AHIS G8861 Art and Theory in a Global Context
J. Rajchman
W 2:10-4, 832 Schermerhorn
What is Globalization? How does it affect the ways we think about art? What new role can theory play in it? And in what new ways does it involve aesthetics as well as politics? For some time, there has been an on-going debate on all of these matters; this seminar is an exploration and critical examination of them. We will take 1989 -- or the dawn of the 21st century – as a turning point for the emergence of a new set of models and institutions, which, transforming or re-evaluating older ones, provides the context for new kinds of art and theory. We will focus on China and Brazil as case studies and engage with several current exhibitions or discussions in New York. The Seminar is organized around a series of issues through which the larger debate has unfolded or been refracted. They include: modernity, modernism and contemporaneity; image, media and participation; exhibition histories, museums and biennials, and much more. In this way, it opens onto the larger question: what is contemporary art and thinking today? The Seminar is open to qualified students from all areas or disciplines concerned with the problem of the arts in what has come to be known as 'globalization'.

AHIS G8916 Meyer Schapiro and the Practice of Art History
R. Harrist
M 9-10:50, 934 Schermerhorn
The goal of this graduate seminar will be to systematically read Meyer Schapiro's most important works, which remain vital to the historiography of many field of art history, theory, and criticism. One of the few offerings in the department's graduate curriculum that will cut across fields of specialization, the seminar will be organized around a series of presentations by member of the faculty of the Department of Art History and Archaeology from a wide range of fields. Students also will make extensive use of the Schapiro Collection in the division of Rare Books and Manuscripts in Butler Library which encompasses over 600 boxes of Schapiro's notebooks, research materials, unpublished essays, and works of art by Schapiro, who was a gifted draftsman and painter.

Core Graduate Courses

Required courses for first-year MA and MODA students.

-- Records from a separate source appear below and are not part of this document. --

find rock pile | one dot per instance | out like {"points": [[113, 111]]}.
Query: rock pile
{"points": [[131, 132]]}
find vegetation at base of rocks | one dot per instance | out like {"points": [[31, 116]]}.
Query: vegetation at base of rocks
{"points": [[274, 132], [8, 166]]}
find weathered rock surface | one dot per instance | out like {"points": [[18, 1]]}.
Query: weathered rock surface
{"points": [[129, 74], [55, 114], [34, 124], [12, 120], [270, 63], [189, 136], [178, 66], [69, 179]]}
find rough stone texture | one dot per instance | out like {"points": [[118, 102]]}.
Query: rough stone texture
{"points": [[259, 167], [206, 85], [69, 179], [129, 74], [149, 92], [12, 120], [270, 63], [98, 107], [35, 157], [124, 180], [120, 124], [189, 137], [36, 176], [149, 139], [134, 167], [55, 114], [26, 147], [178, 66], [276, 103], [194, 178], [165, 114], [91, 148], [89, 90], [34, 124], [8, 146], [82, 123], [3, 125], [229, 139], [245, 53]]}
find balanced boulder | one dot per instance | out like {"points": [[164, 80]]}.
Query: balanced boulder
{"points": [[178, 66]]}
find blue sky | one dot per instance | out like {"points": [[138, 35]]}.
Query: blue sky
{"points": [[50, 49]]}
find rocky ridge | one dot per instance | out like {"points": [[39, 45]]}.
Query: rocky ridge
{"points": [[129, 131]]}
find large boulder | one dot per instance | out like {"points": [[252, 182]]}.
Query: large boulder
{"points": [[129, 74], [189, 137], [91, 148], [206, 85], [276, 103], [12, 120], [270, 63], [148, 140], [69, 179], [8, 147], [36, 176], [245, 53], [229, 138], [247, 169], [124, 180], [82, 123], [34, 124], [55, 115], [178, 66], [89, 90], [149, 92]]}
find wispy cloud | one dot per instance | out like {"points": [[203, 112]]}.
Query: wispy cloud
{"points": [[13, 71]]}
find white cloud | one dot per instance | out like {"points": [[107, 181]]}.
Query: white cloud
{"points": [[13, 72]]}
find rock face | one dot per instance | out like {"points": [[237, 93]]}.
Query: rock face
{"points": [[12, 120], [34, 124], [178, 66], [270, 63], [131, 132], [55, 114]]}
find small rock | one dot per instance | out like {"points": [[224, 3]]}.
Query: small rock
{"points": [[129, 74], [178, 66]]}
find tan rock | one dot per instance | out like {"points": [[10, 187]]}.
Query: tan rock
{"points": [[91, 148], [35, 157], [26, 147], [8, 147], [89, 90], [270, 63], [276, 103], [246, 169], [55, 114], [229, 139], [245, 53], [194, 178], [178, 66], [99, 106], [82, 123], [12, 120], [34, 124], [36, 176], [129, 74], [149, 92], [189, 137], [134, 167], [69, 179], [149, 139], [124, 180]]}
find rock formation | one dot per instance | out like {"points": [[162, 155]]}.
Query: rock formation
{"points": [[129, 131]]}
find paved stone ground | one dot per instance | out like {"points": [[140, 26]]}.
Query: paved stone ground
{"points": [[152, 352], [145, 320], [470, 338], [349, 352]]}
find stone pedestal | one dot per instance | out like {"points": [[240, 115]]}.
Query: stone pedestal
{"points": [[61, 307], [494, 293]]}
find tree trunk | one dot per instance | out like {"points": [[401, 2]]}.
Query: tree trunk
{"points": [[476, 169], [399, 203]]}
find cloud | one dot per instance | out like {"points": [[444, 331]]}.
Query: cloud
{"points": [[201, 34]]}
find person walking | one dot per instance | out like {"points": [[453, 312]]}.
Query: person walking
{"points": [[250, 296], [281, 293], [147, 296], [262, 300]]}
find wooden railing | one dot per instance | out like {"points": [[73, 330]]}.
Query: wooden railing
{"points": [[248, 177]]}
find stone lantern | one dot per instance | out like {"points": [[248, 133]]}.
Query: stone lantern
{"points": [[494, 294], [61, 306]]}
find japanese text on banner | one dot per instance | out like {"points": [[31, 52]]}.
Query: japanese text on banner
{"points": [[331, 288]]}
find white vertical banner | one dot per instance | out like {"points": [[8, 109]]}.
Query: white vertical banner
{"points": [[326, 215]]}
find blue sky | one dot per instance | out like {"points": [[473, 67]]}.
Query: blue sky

AHIS G8991 Curatorial Colloquium
K. Minturn
M 4:10-6pm, 930 Schermerhorn
The Curatorial Colloquium is taken in the second semester of study and is required for the completion of the MA in Modern Art: Critical and Curatorial Studies. The course introduces students to the history, theory and practice of object collection and display as well as to exhibitions such as Documenta and the various international biennials. The course is designed to allow for guest presentations on particular issues by curators and museum professionals, just as it draws on the expertise and participation of Columbia faculty. The aim is to develop students' critical thinking and for them to learn directly from leading practitioners in the exhibition and display of modern and contemporary art. In addition to department faculty, curators from MoMA, the Whitney, the International Center for Photography, and other institutions regularly participate in the colloquium.

AHIS G8892 Materials and Practices of Art History
F. Baumgartner
R 4:10-6pm, 930 Schermerhorn
Required course for all first-year MA students. This course examines the range of practices associated with art history. It is structured in three parts: part 1 sets the stage through a historical and theoretical examination of the institutions of art; part 2 looks at art history and its dynamic with curatorship, art criticism, connoisseurship and conservation; and part 3 explores the recent developments of museum education and art history in the digital age. While the course is based on the critical reading of primary sources and recent scholarship, it also includes guest presentations and draws on the participation of Columbia faculty.